6 Dec 2011
As Steve Souders recently wrote, measuring mobile performance is hard. There are a number of reasons for this. Just a few:
- The same event can report completely different timings on different browsers.
- Depending on which measurement tool you use, you can get completely different results than the results generated by another tool.
- And more central to the problem, no one can even agree on what metrics we should be optimizing for.
In my recent presentations at Velocity EU and Velocity China, I presented some real-world case studies that show the relationship between mobile performance and business key performance indicators such as revenue, conversions, and bounce rate. I was able to get a lot of my data thanks to a couple of Strangeloop customers who were as curious as I was. These customers were willing to segment a portion of their mobile traffic and serve them unoptimized, slower pages, then compare results against the optimized pages.
But this kind of experimentation isn’t always possible. How do you measure the impact of mobile performance changes when slowing down pages isn’t an option? Or if you want to see the impact of page slowdowns that exceed the 1s or so that my customers were willing to allow?
I’m a big fan of using proxies to identify performance trends, as you may recall if you read my post on how to use browser type and network connection as proxies, via Google Analytics, to see the relationship between site speed and revenue. (We’ve since turned this post into an 11-minute video.) So we here at Strangeloop decided to investigate possible proxies for mobile performance.
We set our sights on network quality as a viable proxy. We gathered data on bounce rate and performance for iPad, Android, and iPhone users of a single e-commerce site, which had already been optimized using RUM. Using beacons, we also gathered data about the users’ latency and bandwidth.
We took this vast data set and divided it into cohorts based on network quality: 250 Kbps (300ms+ latency), 500 Kbps (200-300ms latency), 1 Mbps 150-250ms latency), and so on in 0.5 Mbps increments all the way up to 5 Mbps.

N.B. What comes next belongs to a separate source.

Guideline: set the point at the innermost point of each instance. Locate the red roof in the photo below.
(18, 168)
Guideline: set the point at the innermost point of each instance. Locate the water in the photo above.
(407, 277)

In other words, we tracked how bounce rate changed between users with a really crappy modem to a really fast connection.
What happens to bounce rate and the average performance across these groups as network speed improves? As this animated graph shows, the dots for each group — iPad, Android, and iPhone — all start moving down and to the left:
In other words, as network connection speed improves, performance improves, and as performance improves, bounce rate improves. It doesn’t matter which line you follow, the trend is clear and consistent. This tells us that performance matters across the entire spectrum of users.
It’s also interesting to note that iPad users are much less patient at high speeds than they are at low speeds. When things are really slow, iPad users bounce at about the same rate as Android and iPhone users. But as network speed improves, iPad users tend to stay and their bounce rate gets dramatically lower — around 5% compared to 8% for iPhone users and 11% for Android users.
This is expecially interesting given what we now know about conversion rates for iPad owners versus other mobile owners. (Over the Black Friday weekend, shoppers using iPads converted at a much higher rate than other mobile consumers, 4.6% vs. 2.8% for users of all other mobile devices.) Clearly, keeping your iPad traffic happy should be a priority.
As I mentioned to the crowd at Velocity China yesterday, this case study might be boring to hardcore performance geeks because it doesn’t have code snippets, but it’s important because it will justify investing in the code snippets they want to write. This how-to is a really helpful way to present stats to a site owner and tell them, hey, measuring performance optimization isn’t about 500 ms increments, or even 1s increments. When we look across the entire scope of performance, we can see bounce rates going from 24% all the way down to 5% as network quality gets better.